Westminster council outlines plans for crackdown on dockless e-bikes littering streets

Westminster City Council has detailed its plans to enforce new rules on dockless e-bikes, in a bid to stop them being dumped on pavements.

The Labour-run borough plans to create 220 parking bays for the bikes, after locals complained that they were a danger to people with disabilities and visual impairment.

People living close to each of the proposed bays have this week been written by the authority, informing them of the changes close to them and how they can feedback any specific issues with bay locations.

The biggest bay in the borough is proposed to go about halfway between Marble Arch and Bond Street Tube stations, with large bays also proposed at the southern end of Kingsway and by Oxford Circus.

The council confirmed that the new arrangement - the result of detailed discussions with the e-bike companies Lime, TIER and Forest - will be in place for a trial period of 18 months.

Bays will be put in place using an Experimental Traffic Order in two phases, starting in the West End, Covent Garden and Marylebone over the coming few weeks.

The authority has said it will create the bays by repurposing a mixture of underused resident car parking spaces, pay-to-park bays, yellow lines, underused cycle stands, and creating new spaces on the wide pavements “where appropriate”.

Riders wanting to end their journeys within the borough will have to use the bays, in order to avoid fines or even a ban from using the bikes.

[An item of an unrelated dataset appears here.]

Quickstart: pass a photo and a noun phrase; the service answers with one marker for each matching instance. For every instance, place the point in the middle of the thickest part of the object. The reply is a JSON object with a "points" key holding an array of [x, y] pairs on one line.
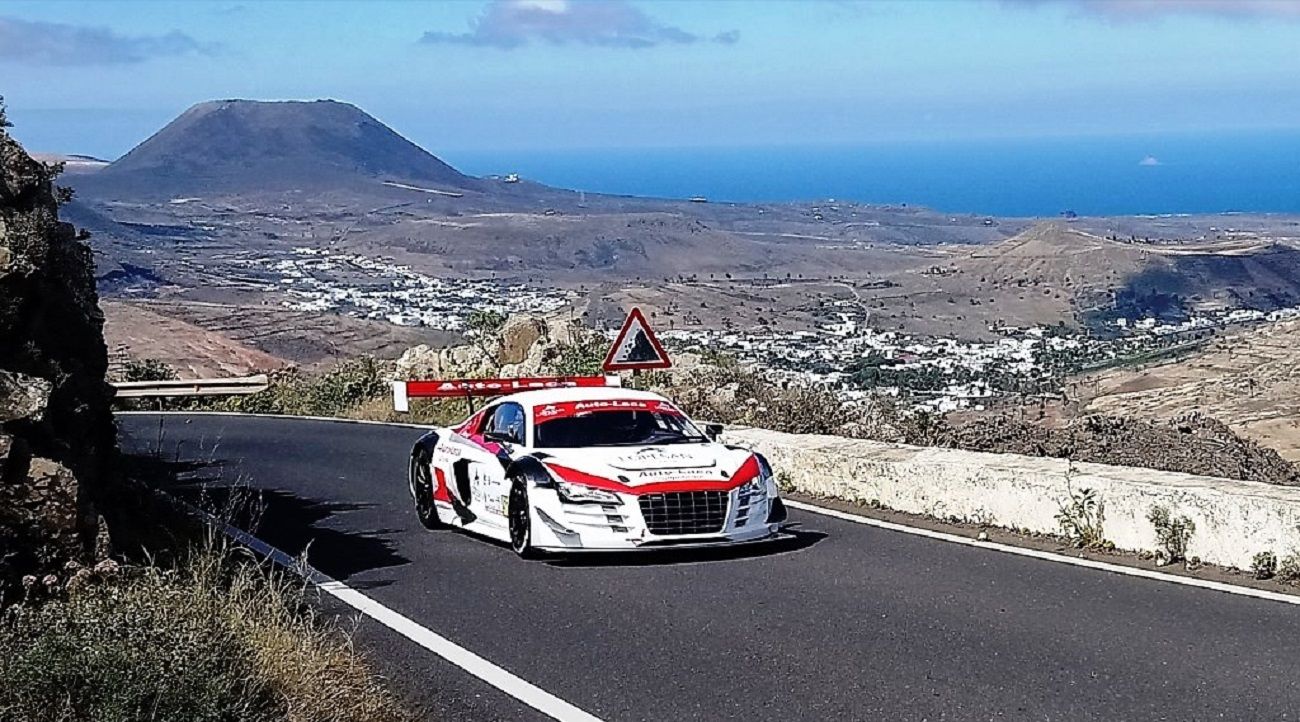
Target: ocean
{"points": [[1179, 173]]}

Paul Dimoldenberg, the council’s cabinet member for city management and air quality, said that cycling is “a fantastic way to get around Westminster” but that the current dockless arrangement too often presented “a clear safety hazard” to pedestrians.

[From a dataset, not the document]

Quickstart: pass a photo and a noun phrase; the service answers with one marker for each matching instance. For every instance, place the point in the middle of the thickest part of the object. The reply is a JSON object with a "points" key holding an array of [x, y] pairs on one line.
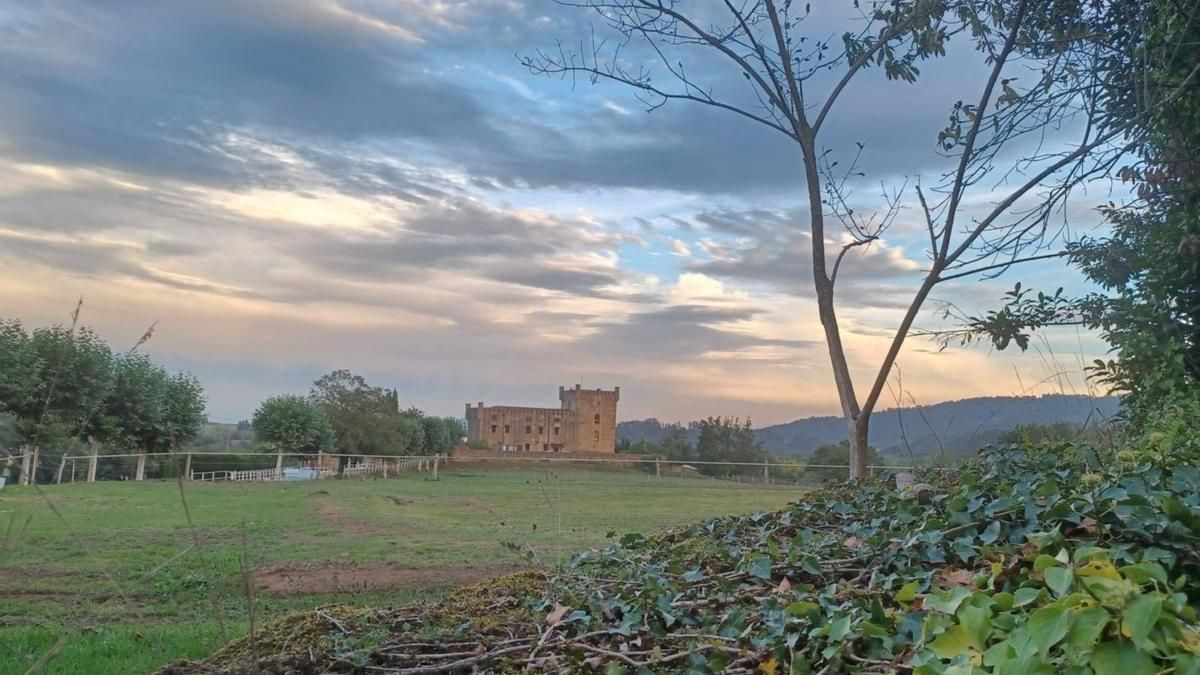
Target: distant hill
{"points": [[957, 426]]}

The new trial of parking bays will aim to “ensure our streets are kept clear and accessible for everyone”, he said.

It is estimated that there are around 3,000 hire bikes in Westminster borough at any one time.

In August 2022, the council began seizing dumped bikes that were deemed to be an “imminent risk to public safety” under the Highways Act 1980.

The authority said however that the vast majority of cases of bad parking are handled by the bike companies themselves, who employ teams across London to move bikes which have caused an obstruction.

A number of no-parking zones in narrow West End Streets were introduced earlier this year using ‘geo-fencing’ - meaning that in some areas of the borough, the ability to end a journey on the bike apps has already been disabled. This will now be extended across the whole borough, with the exception of the designated parking locations.

A map of the proposed e-bike parking bays in Westminster (Westminster City Council)

Hal Stevenson, director of policy for UK and Ireland at Lime, said the company "is proud to be working with Westminster Council to formalise our e-bike service in the borough”.

He added: “We have provided extensive usage data and funding to help design and implement a network of parking locations that will maintain convenience for our 1.25 million London users whilst improving parking and helping to prevent pavement obstructions, particularly for those with access needs."

The move was previously backed by Will Norman, London’s walking and cycling commissioner, who said that while the bikes were “clearly popular”, the way in which they are parked can present a “challenge”.